Working down from the top of the organization, we then implement similar strategies with the rest of the employee base. We run a series of workshops to help workers engage in these hard conversations and actively participate in resolving disagreements. We train teams on how to integrate different ideas to solve problems and create innovative solutions. We also work directly with minority employees encouraging them to speak up and take charge of their professional development.

The end result is a culture of inclusion in which diverse employees work together effectively. This helps companies not only attract the best talent but also retain it.

Could you share a customer success story?

We recently worked with a company that was taking too long to promote Black employees to senior positions. These employees would reach a certain level and then plateau.
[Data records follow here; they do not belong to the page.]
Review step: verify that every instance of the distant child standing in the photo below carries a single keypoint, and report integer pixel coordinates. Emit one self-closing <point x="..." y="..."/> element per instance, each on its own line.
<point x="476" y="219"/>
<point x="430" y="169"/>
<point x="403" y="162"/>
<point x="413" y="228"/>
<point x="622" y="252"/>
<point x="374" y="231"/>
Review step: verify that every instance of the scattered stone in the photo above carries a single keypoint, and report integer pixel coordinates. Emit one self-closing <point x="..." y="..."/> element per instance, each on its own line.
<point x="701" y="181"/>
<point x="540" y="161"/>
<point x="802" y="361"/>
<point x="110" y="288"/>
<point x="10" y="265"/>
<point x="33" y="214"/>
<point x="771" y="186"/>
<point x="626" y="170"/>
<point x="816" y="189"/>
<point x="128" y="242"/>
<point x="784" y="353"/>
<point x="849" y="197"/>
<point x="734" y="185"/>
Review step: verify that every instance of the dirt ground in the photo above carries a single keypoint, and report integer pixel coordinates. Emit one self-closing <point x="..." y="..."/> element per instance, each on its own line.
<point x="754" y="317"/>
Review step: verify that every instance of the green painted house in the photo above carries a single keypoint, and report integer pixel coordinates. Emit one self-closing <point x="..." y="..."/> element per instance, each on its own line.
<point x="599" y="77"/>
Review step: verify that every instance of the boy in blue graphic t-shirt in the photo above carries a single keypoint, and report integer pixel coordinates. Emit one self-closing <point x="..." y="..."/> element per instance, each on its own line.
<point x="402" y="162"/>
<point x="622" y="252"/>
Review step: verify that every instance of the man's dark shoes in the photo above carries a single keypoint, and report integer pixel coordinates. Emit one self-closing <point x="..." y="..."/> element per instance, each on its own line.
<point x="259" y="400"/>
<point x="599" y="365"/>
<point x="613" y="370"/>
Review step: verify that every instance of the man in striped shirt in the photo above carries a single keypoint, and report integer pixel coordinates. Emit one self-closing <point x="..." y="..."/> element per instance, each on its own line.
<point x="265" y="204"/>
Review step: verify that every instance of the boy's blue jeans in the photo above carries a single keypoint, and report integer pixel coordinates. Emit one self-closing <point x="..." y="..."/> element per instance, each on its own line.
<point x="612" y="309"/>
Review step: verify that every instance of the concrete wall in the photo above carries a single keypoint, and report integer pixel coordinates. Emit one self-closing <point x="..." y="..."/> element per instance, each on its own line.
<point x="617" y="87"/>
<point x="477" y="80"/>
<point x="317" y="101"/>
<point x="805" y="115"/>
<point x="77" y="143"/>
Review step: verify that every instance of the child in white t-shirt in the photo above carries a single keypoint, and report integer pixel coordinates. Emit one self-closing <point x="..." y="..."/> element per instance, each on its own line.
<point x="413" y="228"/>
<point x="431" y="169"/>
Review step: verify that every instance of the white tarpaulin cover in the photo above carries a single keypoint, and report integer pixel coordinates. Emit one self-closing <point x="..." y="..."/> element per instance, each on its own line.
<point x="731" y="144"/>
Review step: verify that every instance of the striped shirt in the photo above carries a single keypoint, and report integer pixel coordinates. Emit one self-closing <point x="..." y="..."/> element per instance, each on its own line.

The organization’s human resources team knew that its talent development system was falling short, but it was struggling to pinpoint precisely where in the process things were going wrong.

We started with in-depth discussions with the company’s employees of color, senior management, and HR. Those conversations gave us a clearer picture of the current status of diversity and inclusion at the organization, as well as a deeper understanding of the organization’s overall culture and climate.

We then took a co-creative, research-oriented approach to the challenge. We are not in the business of telling people what to do. Working shoulder-to-shoulder with our client, we collected demographic data related to the organization’s hiring and promotion practices. Together, we developed hypotheses about where potential hurdles could be and devised mechanisms to test those hypotheses.

We were able to identify where people’s careers were stalling and devise customized interventions to address the problems. Because it was our client’s own diagnosis and plan, leadership was more committed to take strong, long-lasting, and concrete actions. This CEO and executive leadership team are extremely pleased to have moved passed awareness to specific actions with tangible results, “I followed the plan that we jointly created and now I have a very diverse team.”

How does the future roadmap look like for Paradox Strategies?

We are always looking for new ways to help organizations create more diverse and inclusive workplaces. Currently we are focused on translating our research and approaches into microlearning apps—short burst, interactive learning experiences—which will allow us to scale our impact and influence and reach a wider audience.

For example, we are designing a mobile-enabled tool to help leaders put into practice diversity and inclusion strategies within their organizations. With the tool, they can learn to engage in difficult conversations, encourage debate in a way that that ensures a diversity of opinions—including minority voices—are heard, and implement new habits and behaviors that build supportive, collaborative teams. Our hope is that the tool empowers leaders around the world to think constructively about how to make real progress advancing diversity and inclusion in the workplace.